Similar to software upgrades, rich with new features, the operator is responsible for harvesting the new benefits for each client. The dedicated or shared on-site project manager is responsible for recognizing new values and options (and any shortcomings) to fully vetted opportunities at their location and for their client.
The partnerships benefit all involved.. The owner of the first parking company I worked for loved to say something I find to be very accurate: “Friends hire Friends, and Friends don’t fire Friends,” he would say regularly, usually after talking about us losing a location or salvaging a relationship. Thanks, Monroe.
If we are business friends, everyone wins, profits flow, and drivers and clients are happy. But just like the 90’s sitcom FRIENDS, friendships hit a few bumps (potholes, if you will) along the road. If the foundation has been poured and maintained properly, the partnership can withstand the challenges and stay on the road to success.

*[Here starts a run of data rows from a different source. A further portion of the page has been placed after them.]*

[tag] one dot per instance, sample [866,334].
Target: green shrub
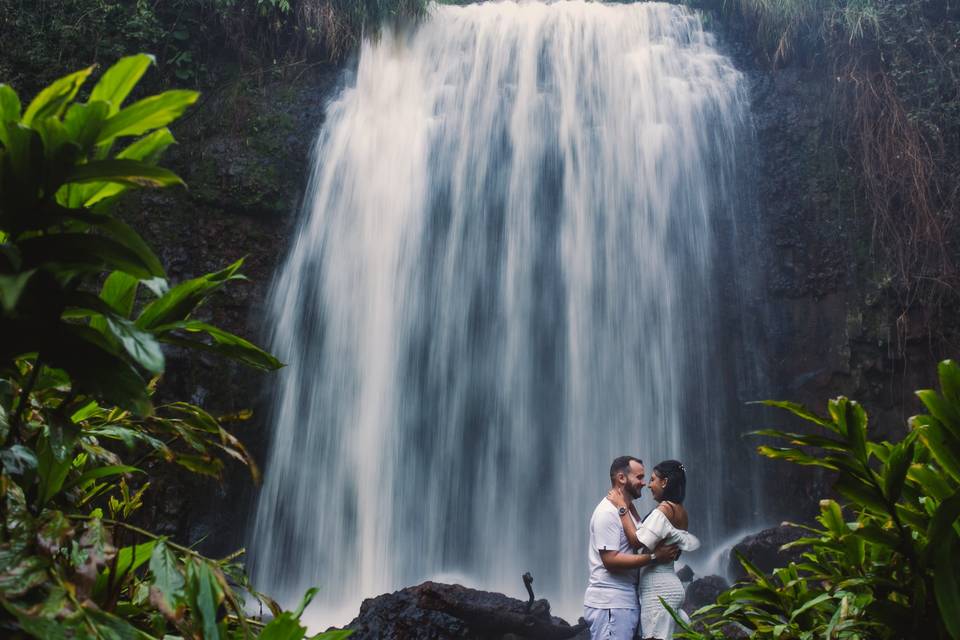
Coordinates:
[84,309]
[886,562]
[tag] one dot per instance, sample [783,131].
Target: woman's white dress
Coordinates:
[660,580]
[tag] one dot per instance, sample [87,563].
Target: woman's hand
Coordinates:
[617,498]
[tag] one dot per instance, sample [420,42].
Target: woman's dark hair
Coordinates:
[676,476]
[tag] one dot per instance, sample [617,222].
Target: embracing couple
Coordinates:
[631,558]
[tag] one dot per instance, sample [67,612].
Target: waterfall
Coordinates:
[516,260]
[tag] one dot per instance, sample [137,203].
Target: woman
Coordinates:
[667,523]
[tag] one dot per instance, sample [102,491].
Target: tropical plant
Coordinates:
[885,563]
[84,309]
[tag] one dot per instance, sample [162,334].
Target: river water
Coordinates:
[518,258]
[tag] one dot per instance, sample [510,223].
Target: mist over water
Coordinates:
[517,260]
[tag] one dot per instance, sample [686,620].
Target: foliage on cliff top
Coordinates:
[886,562]
[895,67]
[41,38]
[84,309]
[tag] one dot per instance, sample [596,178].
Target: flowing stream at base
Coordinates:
[517,259]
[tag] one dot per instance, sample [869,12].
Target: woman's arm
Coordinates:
[626,520]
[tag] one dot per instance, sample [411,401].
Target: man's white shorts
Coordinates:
[612,624]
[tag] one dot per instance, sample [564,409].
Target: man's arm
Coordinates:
[616,561]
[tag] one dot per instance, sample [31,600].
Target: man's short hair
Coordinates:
[622,465]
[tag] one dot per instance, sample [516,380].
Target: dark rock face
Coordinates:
[703,591]
[434,611]
[763,550]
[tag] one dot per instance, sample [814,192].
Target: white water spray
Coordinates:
[507,273]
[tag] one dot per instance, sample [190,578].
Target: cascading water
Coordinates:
[512,266]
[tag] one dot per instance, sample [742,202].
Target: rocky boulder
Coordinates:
[763,550]
[435,611]
[703,591]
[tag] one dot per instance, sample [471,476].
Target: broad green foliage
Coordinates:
[85,308]
[884,563]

Assuming the operator and their vendor have maintained an open and transparent relationship, they have communicated issues, no surprises, and a plan to resolve or correct the issue(s), the partnership model should resolve the issue by providing a reasonable solution for the client, the operator, and the vendor. Crises avoided; case closed.
In 2023, vendors and operators face tough challenges. The supply chain still hasn’t caught up, and in many cases, what took days now takes weeks; weeks become months.
What if the partnership fails under the stress, fraying with limited (if any) documentation? In making the best of a worse-case scenario, everyone pays their “share “and the partnership goes forward, bruised but intact.
If the partnership fractures, the vendor fails or is acquired or files bankruptcy, everything defaults to contracts, warranties, MOU, or the lawyers. And we know who wins there.
Be vigilant, trusting while verifying everything. President Ronald Reagan had a plaque on his desk: Trust but Verify.